太陽同期軌道とは、地球を回る間、常にほぼ同じ太陽光条件で地表を観測できる軌道のことで、観測衛星や地球環境モニタリング衛星でよく利用されます。スマート・ドラゴン3は、高度500キロメートルの太陽同期軌道に最大約1.5トンのペイロード(搭載物)を送り込む能力を持つとされています。
今回の打ち上げは、このロケットにとって7回目の飛行ミッションとなりました。
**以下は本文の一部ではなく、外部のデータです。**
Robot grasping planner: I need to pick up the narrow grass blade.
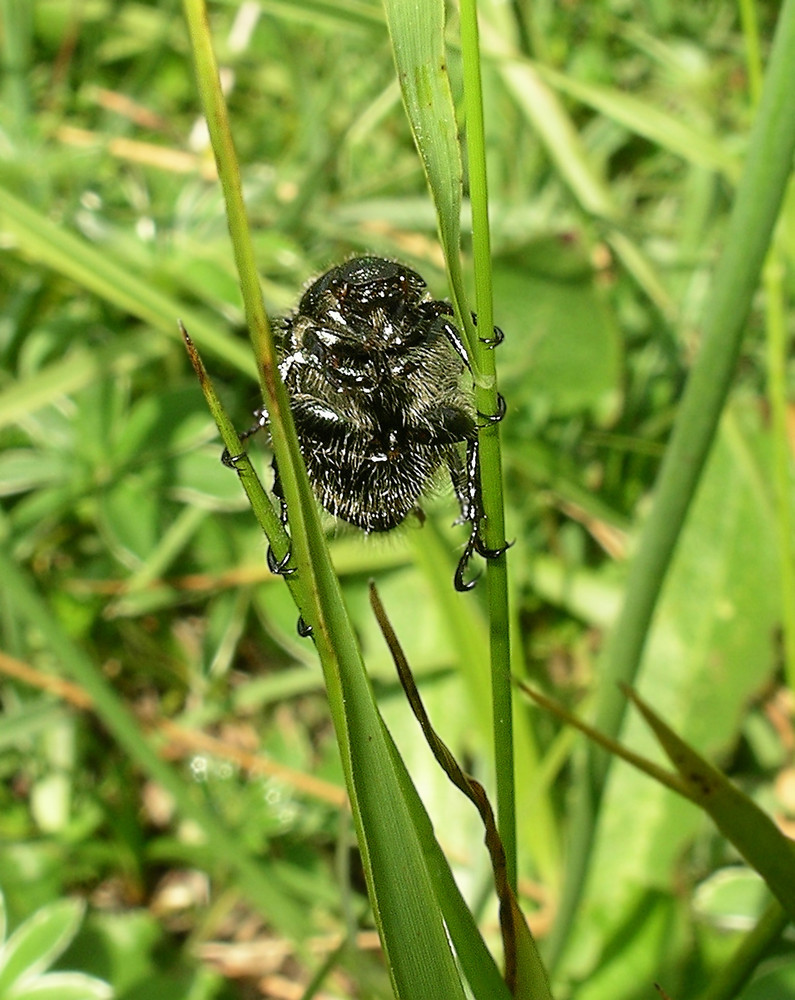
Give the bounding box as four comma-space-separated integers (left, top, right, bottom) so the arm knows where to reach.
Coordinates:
625, 688, 795, 920
185, 0, 485, 1000
551, 0, 795, 968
小型ロケットが繰り返し運用されることで、打ち上げ機会の増加やコストの低減が進み、商用衛星ビジネスの広がりにつながる可能性があります。
商用衛星と宇宙ビジネスの広がり
ジーリー星座のような商用衛星コンステレーションの拡大は、宇宙が国家プロジェクトだけでなく、企業によるサービス提供の場としても重要性を増していることを象徴しています。衛星IoTは、製造業、物流、エネルギー、農業など、多くの産業分野でデータ活用を支える基盤となり得ます。
一方で、多数の小型衛星が次々と打ち上げられることで、宇宙ごみ(スペースデブリ)対策や、各国・各地域の規制との調整といった新しい課題も生まれています。技術の進展と同時に、持続可能な宇宙利用のルールづくりも問われる段階に入りつつあります。
山東省沖からの11基同時打ち上げは、中国の商用宇宙分野が、インターネット以降の次のインフラとして「宇宙インターネット」や衛星IoTを本格的に整備しようとしている流れの一端だといえます。今後のジーリー星座の展開と、スマート・ドラゴン3ロケットの運用状況は、宇宙ビジネスの動向を読み解くうえで注目されそうです。